Appendix C Categorical variables and clustering algorithms
Huang (1998) states that standard hierarchical clustering methods can handle data with numeric and categorical values. However, this author notes that the computational cost makes them unacceptable for clustering large data sets. This, of course, is in addition to the other issues discussed in Section 4.1 regarding hierarchical methods. Huang (1998) notes that while the K-means clustering method is efficient for processing large data sets, the K-means algorithm only works on continuous data because it minimises the distance function by changing the means of clusters. This prohibits it from being used in applications where categorical data are involved.
Huang (1998) proposes the K-modes approach to deal with categorical data. However the drawback of this approach is it does not allow the combination of numeric and categorical data into a single clustering technique, where the numeric data is clustered using the K-harmonic means approach. Therefore as a middle ground we follow Ralambondrainy (1995).

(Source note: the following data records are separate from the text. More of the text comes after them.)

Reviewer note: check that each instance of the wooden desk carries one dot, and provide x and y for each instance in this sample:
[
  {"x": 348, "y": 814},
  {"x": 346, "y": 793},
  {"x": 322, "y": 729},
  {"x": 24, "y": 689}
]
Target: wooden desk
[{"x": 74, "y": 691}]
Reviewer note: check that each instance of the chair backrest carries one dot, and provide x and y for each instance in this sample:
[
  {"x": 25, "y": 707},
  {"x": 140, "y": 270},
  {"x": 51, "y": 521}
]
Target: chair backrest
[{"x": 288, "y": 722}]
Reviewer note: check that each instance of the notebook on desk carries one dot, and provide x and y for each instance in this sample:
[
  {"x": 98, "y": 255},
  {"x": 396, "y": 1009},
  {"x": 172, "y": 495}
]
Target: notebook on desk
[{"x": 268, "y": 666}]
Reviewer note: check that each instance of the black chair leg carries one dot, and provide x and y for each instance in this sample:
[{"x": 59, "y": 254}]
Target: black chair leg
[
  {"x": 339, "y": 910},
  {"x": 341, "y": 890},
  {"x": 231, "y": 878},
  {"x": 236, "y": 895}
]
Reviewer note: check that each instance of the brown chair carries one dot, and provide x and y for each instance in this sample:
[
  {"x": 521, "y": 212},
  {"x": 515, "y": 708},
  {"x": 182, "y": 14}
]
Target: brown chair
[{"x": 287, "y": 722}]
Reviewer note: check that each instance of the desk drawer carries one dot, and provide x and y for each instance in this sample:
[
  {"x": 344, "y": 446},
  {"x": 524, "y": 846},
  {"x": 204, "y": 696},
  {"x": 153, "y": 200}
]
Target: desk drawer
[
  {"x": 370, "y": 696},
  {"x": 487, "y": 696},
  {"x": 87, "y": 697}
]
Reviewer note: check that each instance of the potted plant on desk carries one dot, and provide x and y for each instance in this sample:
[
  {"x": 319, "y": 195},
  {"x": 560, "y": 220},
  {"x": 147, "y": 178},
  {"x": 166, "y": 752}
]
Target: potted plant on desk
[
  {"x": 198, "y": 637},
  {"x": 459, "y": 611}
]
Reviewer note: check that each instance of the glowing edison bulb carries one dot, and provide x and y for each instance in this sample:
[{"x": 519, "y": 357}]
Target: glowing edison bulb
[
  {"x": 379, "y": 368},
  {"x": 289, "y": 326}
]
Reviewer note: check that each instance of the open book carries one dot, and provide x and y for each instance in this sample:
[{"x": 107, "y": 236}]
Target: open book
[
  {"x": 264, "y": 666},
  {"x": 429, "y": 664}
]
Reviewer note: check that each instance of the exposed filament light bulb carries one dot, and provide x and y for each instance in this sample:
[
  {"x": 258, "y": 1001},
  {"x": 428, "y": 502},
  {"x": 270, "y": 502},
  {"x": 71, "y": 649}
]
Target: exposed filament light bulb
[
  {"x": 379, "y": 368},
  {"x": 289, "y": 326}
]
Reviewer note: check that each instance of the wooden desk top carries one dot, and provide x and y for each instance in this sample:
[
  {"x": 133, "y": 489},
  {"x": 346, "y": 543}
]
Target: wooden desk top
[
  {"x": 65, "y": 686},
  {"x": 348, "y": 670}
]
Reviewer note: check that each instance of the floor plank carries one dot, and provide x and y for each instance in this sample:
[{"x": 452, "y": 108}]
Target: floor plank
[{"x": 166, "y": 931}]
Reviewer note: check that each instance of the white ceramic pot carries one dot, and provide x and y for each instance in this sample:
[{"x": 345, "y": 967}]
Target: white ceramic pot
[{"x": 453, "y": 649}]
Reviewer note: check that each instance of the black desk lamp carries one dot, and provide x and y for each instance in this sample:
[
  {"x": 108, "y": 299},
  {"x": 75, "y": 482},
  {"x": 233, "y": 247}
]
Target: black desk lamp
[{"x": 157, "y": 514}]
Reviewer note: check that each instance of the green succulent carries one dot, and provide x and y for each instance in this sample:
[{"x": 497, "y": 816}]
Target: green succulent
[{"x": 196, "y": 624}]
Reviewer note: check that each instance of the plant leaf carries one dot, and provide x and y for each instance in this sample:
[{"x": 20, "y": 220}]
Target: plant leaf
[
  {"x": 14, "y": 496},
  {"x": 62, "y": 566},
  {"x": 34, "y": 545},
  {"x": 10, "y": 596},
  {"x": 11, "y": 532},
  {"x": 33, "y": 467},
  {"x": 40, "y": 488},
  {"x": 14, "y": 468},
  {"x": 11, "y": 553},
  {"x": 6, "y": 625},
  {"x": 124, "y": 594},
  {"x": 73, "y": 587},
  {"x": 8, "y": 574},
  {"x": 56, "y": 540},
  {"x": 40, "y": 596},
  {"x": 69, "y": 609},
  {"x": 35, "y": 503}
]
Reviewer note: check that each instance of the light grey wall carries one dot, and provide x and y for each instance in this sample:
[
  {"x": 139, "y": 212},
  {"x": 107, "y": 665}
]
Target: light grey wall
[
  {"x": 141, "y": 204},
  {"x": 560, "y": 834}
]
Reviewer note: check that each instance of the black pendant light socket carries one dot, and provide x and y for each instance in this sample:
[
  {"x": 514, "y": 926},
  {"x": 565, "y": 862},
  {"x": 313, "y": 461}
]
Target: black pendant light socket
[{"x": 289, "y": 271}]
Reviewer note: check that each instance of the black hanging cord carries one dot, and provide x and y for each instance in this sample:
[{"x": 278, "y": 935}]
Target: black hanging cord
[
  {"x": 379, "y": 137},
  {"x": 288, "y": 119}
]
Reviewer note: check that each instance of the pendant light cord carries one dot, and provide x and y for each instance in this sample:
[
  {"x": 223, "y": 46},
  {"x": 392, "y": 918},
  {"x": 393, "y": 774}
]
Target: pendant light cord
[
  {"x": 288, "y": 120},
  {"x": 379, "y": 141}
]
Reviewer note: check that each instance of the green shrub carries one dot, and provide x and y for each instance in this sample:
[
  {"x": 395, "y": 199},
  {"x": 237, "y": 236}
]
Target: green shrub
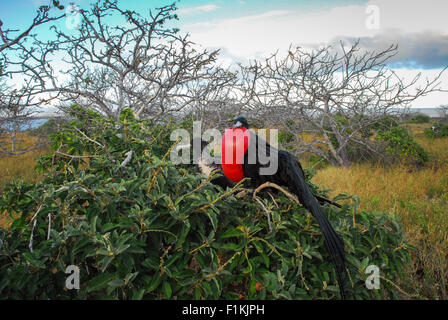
[
  {"x": 155, "y": 230},
  {"x": 400, "y": 143},
  {"x": 437, "y": 130}
]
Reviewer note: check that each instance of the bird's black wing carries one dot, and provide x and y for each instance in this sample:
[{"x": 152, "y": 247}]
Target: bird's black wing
[{"x": 290, "y": 174}]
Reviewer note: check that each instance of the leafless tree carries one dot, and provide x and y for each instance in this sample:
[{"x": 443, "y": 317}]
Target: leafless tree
[
  {"x": 336, "y": 94},
  {"x": 18, "y": 101},
  {"x": 443, "y": 112},
  {"x": 108, "y": 64}
]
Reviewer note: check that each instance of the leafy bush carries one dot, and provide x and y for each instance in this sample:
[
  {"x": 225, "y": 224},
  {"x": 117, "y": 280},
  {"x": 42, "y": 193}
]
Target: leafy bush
[
  {"x": 438, "y": 130},
  {"x": 154, "y": 230},
  {"x": 400, "y": 143}
]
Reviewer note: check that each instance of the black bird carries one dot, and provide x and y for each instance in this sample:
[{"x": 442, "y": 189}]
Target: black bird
[
  {"x": 221, "y": 180},
  {"x": 290, "y": 174}
]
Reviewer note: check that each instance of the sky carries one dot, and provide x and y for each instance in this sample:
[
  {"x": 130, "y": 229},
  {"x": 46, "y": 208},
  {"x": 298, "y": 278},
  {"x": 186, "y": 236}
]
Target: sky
[{"x": 250, "y": 29}]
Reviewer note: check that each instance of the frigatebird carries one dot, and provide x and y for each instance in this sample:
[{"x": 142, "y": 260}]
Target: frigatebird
[{"x": 289, "y": 173}]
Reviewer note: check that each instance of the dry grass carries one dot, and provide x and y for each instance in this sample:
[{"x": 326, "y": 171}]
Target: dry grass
[
  {"x": 418, "y": 196},
  {"x": 21, "y": 166},
  {"x": 15, "y": 167}
]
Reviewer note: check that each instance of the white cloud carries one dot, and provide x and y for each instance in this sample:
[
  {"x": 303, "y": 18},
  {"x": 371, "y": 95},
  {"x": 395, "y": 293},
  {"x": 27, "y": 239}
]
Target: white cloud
[
  {"x": 198, "y": 9},
  {"x": 265, "y": 33}
]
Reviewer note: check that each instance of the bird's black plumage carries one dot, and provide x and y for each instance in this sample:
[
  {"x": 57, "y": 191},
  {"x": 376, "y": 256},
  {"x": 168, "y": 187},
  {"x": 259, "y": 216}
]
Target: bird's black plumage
[{"x": 290, "y": 174}]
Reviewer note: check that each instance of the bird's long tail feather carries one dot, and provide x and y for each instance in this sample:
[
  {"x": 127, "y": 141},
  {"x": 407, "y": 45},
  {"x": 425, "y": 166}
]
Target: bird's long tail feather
[{"x": 333, "y": 241}]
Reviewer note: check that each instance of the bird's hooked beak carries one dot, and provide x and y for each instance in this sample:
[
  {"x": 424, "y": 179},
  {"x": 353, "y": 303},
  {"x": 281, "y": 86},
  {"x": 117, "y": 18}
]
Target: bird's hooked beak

Ralambondrainy (1995) presented an approach to using the K-means algorithm to cluster categorical data. Ralambondrainy's approach is to convert multiple category attributes into binary attributes (using 0 and 1 to represent whether the household displays that attribute or not) and to treat the binary attributes as numeric in the K-means algorithm. We slightly modify Ralambondrainy (1995) approach for the K-harmonic means algorithm. Huang (1998) states the drawback of this approach is that the cluster means for categorical variables, given by real values between 0 and 1, do not describe the characteristics of the clusters. However by taking a simple frequency ex post of the households in that cluster that display that attribute we are able describe the cluster's characteristics. For example by counting the number of households in the cluster who rent, then counting those who have a mortgage, and comparing them, we are able to describe whether the cluster is predominately renter or mortgage holder.